Clinical knowledge base curated and reviewed by GastroAGI TeamLast updated June 1, 2026

Quick Answer

Introduction: Metabolic dysfunction-associated steatotic liver disease (MASLD) is traditionally linked to obesity, but an increasing number of patients develop significant hepatic steatosis despite having a normal body mass index. This entity, known as lean MASLD, presents a clinical paradox because affected individuals remain at substantial risk for progressive fibrosis, cardiovascular complications, and liver-related mortality.


Introduction:

Metabolic dysfunction-associated steatotic liver disease (MASLD) is traditionally linked to obesity, but an increasing number of patients develop significant hepatic steatosis despite having a normal body mass index.

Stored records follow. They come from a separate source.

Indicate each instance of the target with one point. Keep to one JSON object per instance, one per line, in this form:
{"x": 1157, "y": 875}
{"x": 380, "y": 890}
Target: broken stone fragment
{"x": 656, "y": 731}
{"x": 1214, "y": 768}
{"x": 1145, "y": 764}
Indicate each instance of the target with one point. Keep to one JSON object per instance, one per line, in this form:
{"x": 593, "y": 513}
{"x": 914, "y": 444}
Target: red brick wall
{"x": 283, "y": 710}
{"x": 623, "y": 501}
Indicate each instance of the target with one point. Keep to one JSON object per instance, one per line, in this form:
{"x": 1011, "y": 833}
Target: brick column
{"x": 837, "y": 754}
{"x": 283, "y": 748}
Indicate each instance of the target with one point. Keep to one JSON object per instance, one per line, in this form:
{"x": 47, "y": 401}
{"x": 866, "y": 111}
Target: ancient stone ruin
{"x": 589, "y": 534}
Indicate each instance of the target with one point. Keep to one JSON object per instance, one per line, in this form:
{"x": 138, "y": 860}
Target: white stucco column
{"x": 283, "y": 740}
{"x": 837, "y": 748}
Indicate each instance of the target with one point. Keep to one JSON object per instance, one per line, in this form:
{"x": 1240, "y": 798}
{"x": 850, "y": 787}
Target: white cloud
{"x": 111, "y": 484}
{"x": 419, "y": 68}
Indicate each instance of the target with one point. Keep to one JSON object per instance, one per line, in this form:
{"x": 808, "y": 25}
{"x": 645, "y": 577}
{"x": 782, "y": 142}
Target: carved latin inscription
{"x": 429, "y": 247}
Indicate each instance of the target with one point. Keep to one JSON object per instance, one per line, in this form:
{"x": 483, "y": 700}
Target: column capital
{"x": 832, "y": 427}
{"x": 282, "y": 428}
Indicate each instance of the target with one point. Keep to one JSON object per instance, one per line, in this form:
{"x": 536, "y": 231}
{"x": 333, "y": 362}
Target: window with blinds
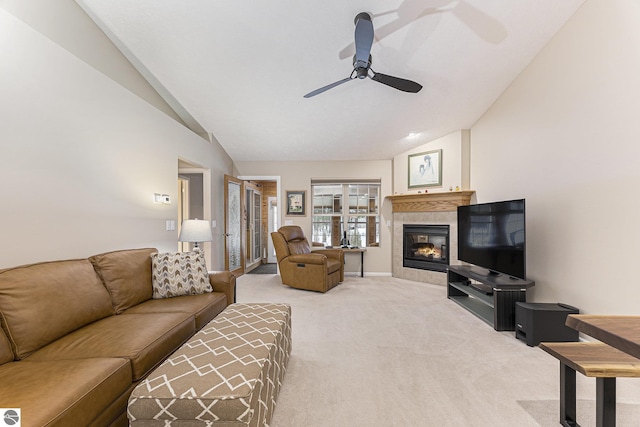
{"x": 347, "y": 209}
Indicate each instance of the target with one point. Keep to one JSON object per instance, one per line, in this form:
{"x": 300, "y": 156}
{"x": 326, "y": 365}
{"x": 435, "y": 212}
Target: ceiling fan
{"x": 362, "y": 62}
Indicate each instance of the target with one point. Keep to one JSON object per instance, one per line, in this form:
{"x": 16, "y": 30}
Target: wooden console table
{"x": 621, "y": 332}
{"x": 361, "y": 251}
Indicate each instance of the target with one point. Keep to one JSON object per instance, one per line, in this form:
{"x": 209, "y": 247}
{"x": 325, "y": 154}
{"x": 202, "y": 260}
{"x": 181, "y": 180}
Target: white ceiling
{"x": 240, "y": 69}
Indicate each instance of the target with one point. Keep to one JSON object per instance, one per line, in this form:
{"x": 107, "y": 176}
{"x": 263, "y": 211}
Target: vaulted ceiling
{"x": 239, "y": 70}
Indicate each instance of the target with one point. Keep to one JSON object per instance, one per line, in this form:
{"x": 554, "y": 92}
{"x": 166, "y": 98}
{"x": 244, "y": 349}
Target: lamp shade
{"x": 195, "y": 230}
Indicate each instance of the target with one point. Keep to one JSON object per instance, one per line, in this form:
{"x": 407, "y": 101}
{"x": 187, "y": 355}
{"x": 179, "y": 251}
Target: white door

This entity, known as lean MASLD, presents a clinical paradox because affected individuals remain at substantial risk for progressive fibrosis, cardiovascular complications, and liver-related mortality. The mechanisms driving disease progression in this population are distinct and incompletely understood.

Problem Statement:

Unlike obesity-associated MASLD, lean MASLD cannot be fully explained by excess body weight alone. Factors such as visceral adiposity, dietary exposures, genetic susceptibility, and metabolic dysfunction contribute to disease development. Identifying the molecular pathways underlying lean MASLD is essential for developing targeted therapies tailored to this unique patient population.

Summary:

This review highlights peroxisome proliferator-activated receptor alpha (PPARα) as a central regulator in the pathogenesis of lean MASLD. PPARα plays a critical role in hepatic fatty acid oxidation, ketogenesis, and anti-inflammatory signaling, helping maintain metabolic homeostasis within the liver. The authors describe how multiple mechanisms—including aging-related signaling pathways, fructose-induced epigenetic changes, gut–liver axis disturbances, lipotoxicity, and genetic predisposition—converge to suppress PPARα activity, even in the absence of obesity. This impairment contributes to hepatic lipid accumulation and progressive metabolic dysfunction. The review further explores the limitations of currently available synthetic PPARα agonists in lean MASLD and highlights growing interest in natural product–derived modulators that simultaneously influence interconnected nuclear receptor pathways, including FXR and LXR. Particular attention is given to the PPARα–FGF21–ketogenesis axis as a key metabolic network with therapeutic potential. The authors propose that future treatment strategies should focus on selective hepatic reactivation of PPARα combined with biomarker-driven and genotype-guided patient selection. Overall, this review positions PPARα as a promising therapeutic target in lean MASLD and underscores the need for precision medicine approaches that recognize the distinct biological mechanisms underlying steatotic liver disease in non-obese individuals.